The fourth HCIR workshop was held this past weekend at Rutgers University in conjunction with the IIiX 2010 conference. This was, in my opinion, the best workshop of the four so far. Part of the strength of the workshop has been the range of presentations, covering more mature work in traditional 30 minute presentations, a poster and demo session, and, new this year, reports from the HCIR search challenge.
From the web site:
The aims of the challenge are to encourage researchers and practitioners to build and demonstrate information access systems satisfying at least one of the following:
- Not only deliver relevant documents, but provide facilities for making meaning with those documents.
- Increase user responsibility as well as control; that is, the systems require and reward human effort.
- Offer the flexibility to adapt to user knowledge / sophistication / information need.

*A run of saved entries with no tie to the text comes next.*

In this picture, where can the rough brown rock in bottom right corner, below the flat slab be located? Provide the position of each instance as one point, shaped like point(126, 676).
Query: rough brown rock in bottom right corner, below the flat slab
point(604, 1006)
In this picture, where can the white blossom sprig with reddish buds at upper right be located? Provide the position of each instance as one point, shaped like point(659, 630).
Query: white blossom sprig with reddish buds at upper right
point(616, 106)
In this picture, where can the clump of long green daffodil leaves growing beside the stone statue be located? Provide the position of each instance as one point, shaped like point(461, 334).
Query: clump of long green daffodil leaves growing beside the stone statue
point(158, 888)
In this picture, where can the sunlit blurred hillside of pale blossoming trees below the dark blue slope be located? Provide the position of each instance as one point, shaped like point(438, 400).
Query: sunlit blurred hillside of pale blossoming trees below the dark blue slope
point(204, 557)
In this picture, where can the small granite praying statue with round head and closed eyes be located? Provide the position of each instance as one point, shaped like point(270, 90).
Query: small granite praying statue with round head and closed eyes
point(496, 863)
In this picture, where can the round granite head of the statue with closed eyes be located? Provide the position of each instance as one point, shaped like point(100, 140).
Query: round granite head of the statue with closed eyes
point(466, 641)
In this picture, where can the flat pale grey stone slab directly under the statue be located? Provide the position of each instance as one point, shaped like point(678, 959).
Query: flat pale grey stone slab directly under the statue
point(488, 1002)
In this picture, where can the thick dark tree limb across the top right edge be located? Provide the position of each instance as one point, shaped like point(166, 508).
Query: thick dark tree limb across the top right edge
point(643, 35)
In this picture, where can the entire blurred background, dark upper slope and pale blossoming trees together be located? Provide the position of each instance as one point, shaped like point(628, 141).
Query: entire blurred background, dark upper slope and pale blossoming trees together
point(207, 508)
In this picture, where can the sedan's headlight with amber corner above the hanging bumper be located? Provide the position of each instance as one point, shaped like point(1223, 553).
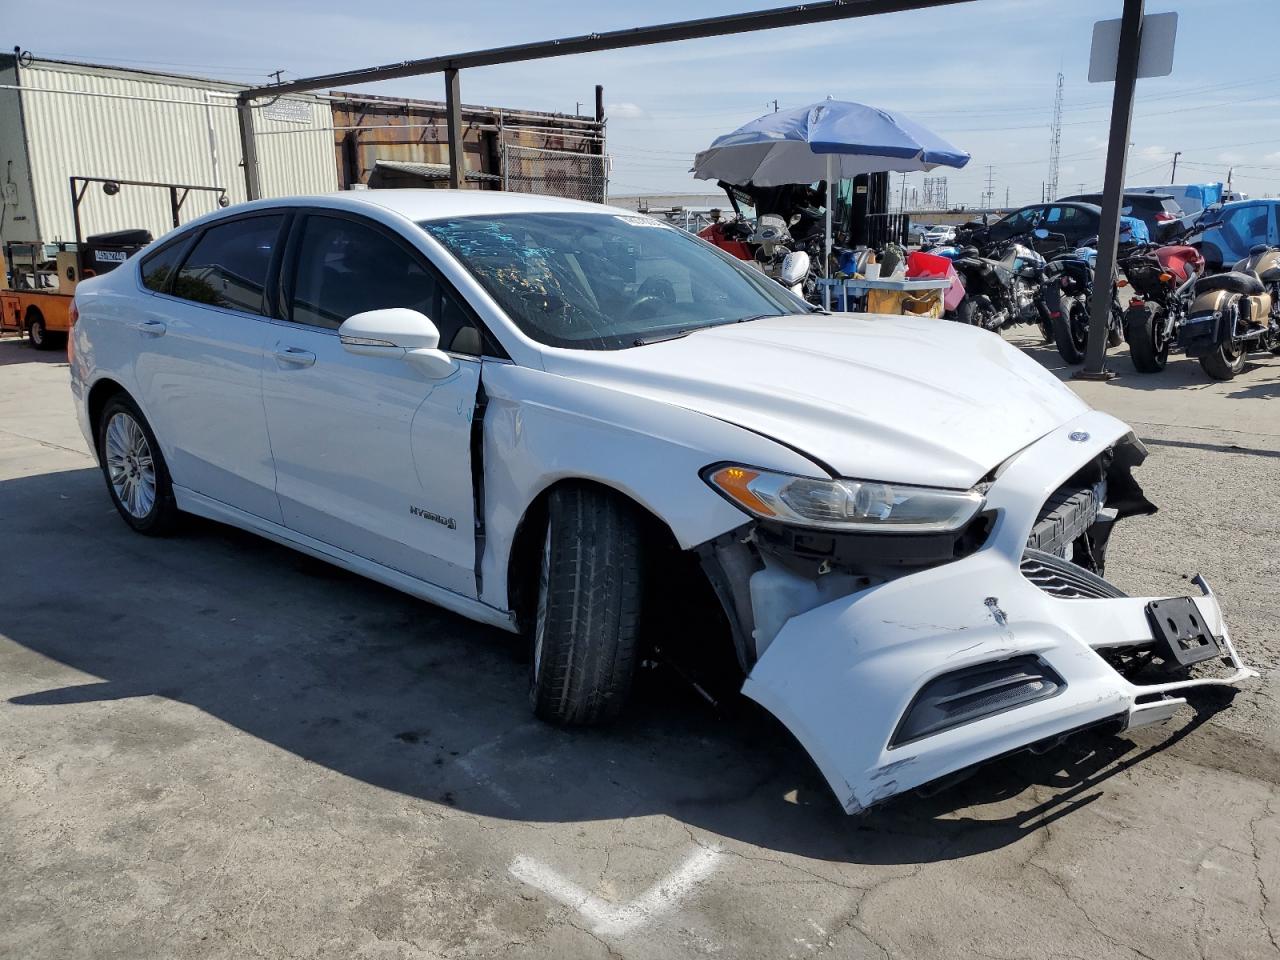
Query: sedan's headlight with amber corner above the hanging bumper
point(856, 506)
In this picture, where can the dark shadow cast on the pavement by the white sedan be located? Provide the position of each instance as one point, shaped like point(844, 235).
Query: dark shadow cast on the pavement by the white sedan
point(401, 696)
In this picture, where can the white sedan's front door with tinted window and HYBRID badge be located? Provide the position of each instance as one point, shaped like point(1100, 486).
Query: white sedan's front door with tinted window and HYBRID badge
point(371, 455)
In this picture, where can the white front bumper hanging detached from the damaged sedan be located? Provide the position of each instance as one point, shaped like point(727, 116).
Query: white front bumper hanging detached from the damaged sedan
point(844, 676)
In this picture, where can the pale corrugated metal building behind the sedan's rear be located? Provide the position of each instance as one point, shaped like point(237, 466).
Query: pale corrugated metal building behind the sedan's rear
point(61, 120)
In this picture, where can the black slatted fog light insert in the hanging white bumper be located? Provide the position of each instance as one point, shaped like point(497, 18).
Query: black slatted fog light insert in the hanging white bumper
point(973, 693)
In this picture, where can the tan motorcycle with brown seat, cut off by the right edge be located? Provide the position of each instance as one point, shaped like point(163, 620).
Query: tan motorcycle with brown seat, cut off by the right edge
point(1235, 313)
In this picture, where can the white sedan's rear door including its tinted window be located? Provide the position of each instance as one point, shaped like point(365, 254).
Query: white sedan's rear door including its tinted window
point(200, 358)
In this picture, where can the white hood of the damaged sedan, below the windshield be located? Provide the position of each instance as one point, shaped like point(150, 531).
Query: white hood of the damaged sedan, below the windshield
point(903, 400)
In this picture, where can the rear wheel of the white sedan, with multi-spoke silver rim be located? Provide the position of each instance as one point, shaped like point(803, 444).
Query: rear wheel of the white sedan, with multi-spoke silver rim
point(138, 478)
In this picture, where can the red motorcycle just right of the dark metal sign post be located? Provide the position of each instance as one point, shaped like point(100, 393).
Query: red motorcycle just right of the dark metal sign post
point(1162, 280)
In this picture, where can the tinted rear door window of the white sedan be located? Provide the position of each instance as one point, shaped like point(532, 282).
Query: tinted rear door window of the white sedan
point(228, 266)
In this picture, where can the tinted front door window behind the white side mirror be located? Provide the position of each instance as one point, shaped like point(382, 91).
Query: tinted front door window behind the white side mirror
point(346, 268)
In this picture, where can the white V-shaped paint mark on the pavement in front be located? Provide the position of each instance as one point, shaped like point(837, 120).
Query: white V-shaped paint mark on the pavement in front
point(619, 920)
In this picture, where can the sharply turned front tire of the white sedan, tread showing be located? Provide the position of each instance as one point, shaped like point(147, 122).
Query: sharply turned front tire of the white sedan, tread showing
point(586, 637)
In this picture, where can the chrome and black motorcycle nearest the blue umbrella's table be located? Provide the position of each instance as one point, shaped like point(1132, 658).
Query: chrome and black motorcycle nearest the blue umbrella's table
point(1002, 290)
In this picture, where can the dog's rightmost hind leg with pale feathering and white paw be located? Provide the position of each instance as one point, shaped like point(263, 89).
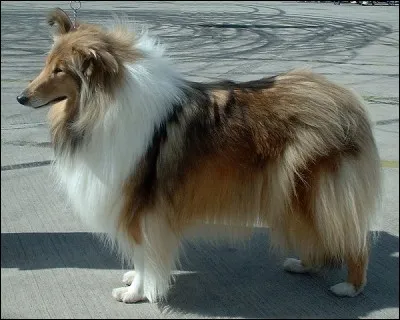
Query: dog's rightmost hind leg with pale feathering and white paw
point(346, 206)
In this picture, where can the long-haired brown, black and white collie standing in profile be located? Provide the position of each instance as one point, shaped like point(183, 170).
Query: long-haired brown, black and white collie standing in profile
point(146, 155)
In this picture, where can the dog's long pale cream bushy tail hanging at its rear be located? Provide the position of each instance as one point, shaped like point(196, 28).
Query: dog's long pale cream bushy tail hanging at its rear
point(347, 202)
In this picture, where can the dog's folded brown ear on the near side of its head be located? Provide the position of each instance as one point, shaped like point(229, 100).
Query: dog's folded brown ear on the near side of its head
point(101, 58)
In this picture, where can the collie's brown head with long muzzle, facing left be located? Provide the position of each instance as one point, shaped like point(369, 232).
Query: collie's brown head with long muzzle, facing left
point(82, 56)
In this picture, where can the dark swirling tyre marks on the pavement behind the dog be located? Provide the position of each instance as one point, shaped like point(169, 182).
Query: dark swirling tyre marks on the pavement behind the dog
point(245, 34)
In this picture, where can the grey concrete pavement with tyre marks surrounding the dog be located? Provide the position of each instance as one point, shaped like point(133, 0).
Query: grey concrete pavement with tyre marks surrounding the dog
point(52, 267)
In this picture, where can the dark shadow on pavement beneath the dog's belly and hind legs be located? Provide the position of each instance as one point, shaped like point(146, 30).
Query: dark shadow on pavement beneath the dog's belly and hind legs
point(249, 282)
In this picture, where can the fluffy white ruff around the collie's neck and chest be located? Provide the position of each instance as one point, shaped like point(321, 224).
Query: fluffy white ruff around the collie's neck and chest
point(94, 175)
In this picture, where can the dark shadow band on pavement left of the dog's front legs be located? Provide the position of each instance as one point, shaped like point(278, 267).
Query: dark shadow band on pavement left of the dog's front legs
point(33, 251)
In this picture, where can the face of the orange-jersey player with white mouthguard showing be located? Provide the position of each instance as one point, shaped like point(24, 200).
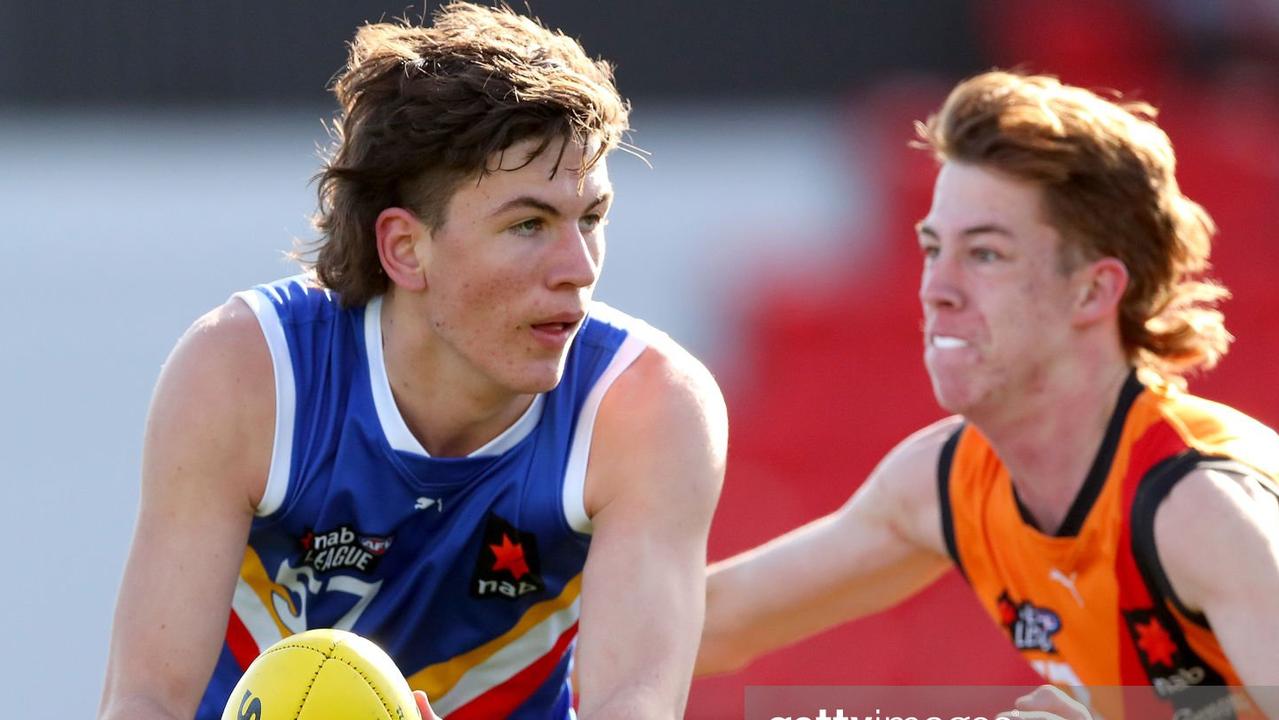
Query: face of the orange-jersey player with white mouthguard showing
point(997, 305)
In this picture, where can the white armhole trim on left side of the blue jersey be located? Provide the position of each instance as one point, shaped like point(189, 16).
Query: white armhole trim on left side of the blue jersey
point(286, 400)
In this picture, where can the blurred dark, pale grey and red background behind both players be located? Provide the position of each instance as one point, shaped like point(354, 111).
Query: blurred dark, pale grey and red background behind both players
point(155, 158)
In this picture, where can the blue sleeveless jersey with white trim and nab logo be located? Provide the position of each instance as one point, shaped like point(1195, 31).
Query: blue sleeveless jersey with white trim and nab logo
point(467, 571)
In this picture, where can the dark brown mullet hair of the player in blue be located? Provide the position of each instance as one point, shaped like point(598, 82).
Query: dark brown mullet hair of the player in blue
point(424, 109)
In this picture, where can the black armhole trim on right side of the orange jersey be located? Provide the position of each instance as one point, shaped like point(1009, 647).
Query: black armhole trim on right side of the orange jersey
point(1154, 489)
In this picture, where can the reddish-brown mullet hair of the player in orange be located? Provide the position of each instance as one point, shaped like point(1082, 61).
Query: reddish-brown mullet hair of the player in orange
point(1110, 187)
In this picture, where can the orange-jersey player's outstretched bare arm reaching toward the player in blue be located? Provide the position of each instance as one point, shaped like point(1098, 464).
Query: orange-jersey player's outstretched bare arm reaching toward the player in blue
point(883, 547)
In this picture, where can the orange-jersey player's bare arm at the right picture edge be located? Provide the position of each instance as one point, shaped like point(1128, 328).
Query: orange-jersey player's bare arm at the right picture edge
point(1218, 540)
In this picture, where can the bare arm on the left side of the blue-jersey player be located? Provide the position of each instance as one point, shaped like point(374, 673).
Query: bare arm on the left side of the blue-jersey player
point(204, 467)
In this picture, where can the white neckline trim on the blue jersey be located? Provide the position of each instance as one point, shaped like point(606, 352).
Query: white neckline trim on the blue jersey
point(397, 432)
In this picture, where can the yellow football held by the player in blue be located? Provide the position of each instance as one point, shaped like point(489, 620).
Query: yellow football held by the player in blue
point(322, 675)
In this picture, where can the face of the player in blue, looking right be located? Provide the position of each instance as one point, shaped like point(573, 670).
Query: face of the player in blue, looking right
point(512, 270)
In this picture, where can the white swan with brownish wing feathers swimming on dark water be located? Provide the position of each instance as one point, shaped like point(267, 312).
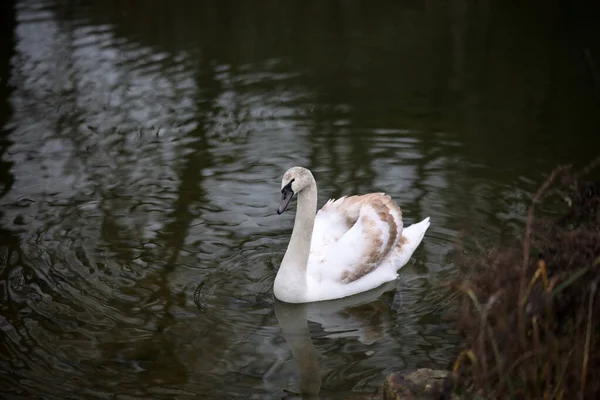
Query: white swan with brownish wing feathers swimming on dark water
point(351, 245)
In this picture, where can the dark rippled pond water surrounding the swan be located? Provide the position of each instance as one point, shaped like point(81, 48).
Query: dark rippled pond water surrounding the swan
point(143, 145)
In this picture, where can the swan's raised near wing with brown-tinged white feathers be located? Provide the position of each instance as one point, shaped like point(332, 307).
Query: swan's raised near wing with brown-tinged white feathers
point(375, 230)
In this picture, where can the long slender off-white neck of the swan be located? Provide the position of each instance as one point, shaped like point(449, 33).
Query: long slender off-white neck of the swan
point(290, 282)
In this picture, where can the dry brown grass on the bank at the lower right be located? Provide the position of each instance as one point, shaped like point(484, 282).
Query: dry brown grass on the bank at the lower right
point(530, 313)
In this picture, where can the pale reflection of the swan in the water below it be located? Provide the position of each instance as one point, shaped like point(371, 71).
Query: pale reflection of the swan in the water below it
point(342, 318)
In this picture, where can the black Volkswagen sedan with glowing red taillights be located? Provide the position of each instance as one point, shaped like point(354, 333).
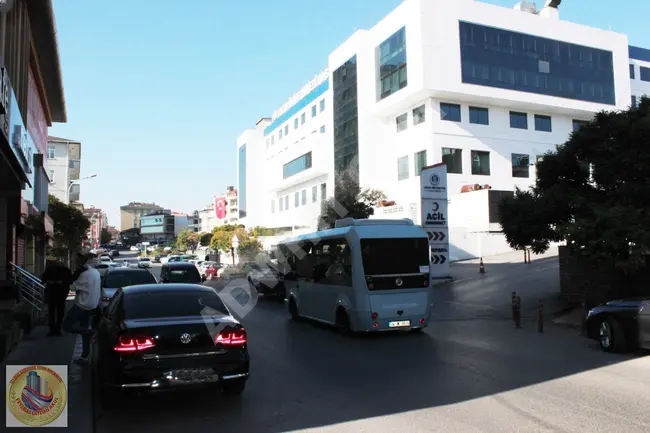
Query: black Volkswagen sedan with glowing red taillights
point(169, 336)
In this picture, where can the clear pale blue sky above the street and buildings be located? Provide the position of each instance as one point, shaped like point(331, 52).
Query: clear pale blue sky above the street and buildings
point(158, 91)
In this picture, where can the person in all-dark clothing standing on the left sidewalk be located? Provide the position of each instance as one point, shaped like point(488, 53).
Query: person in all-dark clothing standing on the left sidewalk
point(57, 279)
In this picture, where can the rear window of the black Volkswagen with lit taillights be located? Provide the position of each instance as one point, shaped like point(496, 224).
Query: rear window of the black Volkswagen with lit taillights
point(182, 303)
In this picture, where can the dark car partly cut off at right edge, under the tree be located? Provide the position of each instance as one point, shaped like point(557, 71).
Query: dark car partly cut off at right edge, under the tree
point(620, 325)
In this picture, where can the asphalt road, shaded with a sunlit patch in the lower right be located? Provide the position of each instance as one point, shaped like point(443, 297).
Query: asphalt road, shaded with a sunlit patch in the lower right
point(466, 373)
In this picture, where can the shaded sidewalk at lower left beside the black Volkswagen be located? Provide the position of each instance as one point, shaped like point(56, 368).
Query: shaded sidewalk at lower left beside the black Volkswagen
point(39, 349)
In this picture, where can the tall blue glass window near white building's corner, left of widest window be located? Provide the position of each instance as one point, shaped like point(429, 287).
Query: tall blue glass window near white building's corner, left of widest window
point(392, 64)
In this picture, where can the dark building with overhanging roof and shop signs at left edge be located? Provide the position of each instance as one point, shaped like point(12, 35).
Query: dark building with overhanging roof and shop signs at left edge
point(31, 99)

- Are engaging and fun to use.
Participants would be given access to the New York Times annotated corpus which consists of 1.8 million articles published in the Times between 1987 and 2007, and they would be expected do something interesting in searching or browsing this collection.
Several teams competed in the event, and their entries were judged by the workshop participants. The entries (available as part of the proceedings) were:
- Search for Journalists: New York Times Challenge Report
Corrado Boscarino, Arjen P. de Vries, and Wouter Alink
(Centrum Wiskunde and Informatica)
- Exploring the New York Times Corpus with NewsClub
Christian Kohlschütter (Leibniz Universität Hannover)
- Searching Through Time in the New York Times
Michael Matthews, Pancho Tolchinsky, Roi Blanco, Jordi Atserias, Peter Mika, and
Hugo Zaragoza (Yahoo! Labs)
- News Sync: Three Reasons to Visualize News Better
V.G. Vinod Vydiswaran (University of Illinois),
Jeroen van den Eijkhof (University of Washington),
Raman Chandrasekar (Microsoft Research), Ann Paradiso (Microsoft Research),
and Jim St. George (Microsoft Research)
- Custom Dimensions for Text Corpus Navigation
Vladimir Zelevinsky (Endeca Technologies)
- A Retrieval System Based on Sentiment Analysis
Wei Zheng and Hui Fang (University of Delaware)
I liked Vladimir Zelevinsky’s system that constructed a faceted browsing interface on the fly: given a search term, it generated facets using WordNet relations, and then used terms obtained this way to populate the facets. Of course he got great performance using the Endeca back end, which was able to compute facet value counts quickly enough to populate multiple facets in a few seconds. Search results themselves were presented in a two-column newspaper-like layout which appealed to me with its clean look. Of course I am somewhat partial to newspaper layouts for presenting search results.
Microsoft’s entry performed automatic clustering of matching articles into several groups, and offered a pleasant UI for browsing the results. It was a much heavier system whose success depends on the quality of the clustering algorithm. In demos, it performed well for the most part, although some of the smaller category labels were a bit odd.
The winner of this competition was the entry from Yahoo that used some NLP techniques to identify references to time in the articles. These references were used to construct a variety of timeline visualizations intended to help journalists make sense of the data. I didn’t get to play with the system, but it looked like a solid piece of work, judging from the presentation. It also introduced me to OpenNLP, a set of NLP tools written in Java. Apparently it’s quite useful for doing things like POS tagging and named entity extraction.
These presentations highlighted a successful attempt to put HCIR techniques into practice in an open-ended manner. The effort was also a success in terms of press coverage thanks to Daniel Tunkelang’s efforts, with the Yahoo entry receiving coverage from the Technology Review in an article titled “A Search Service that Can Peer into the Future,” which was also picked up by Techmeme.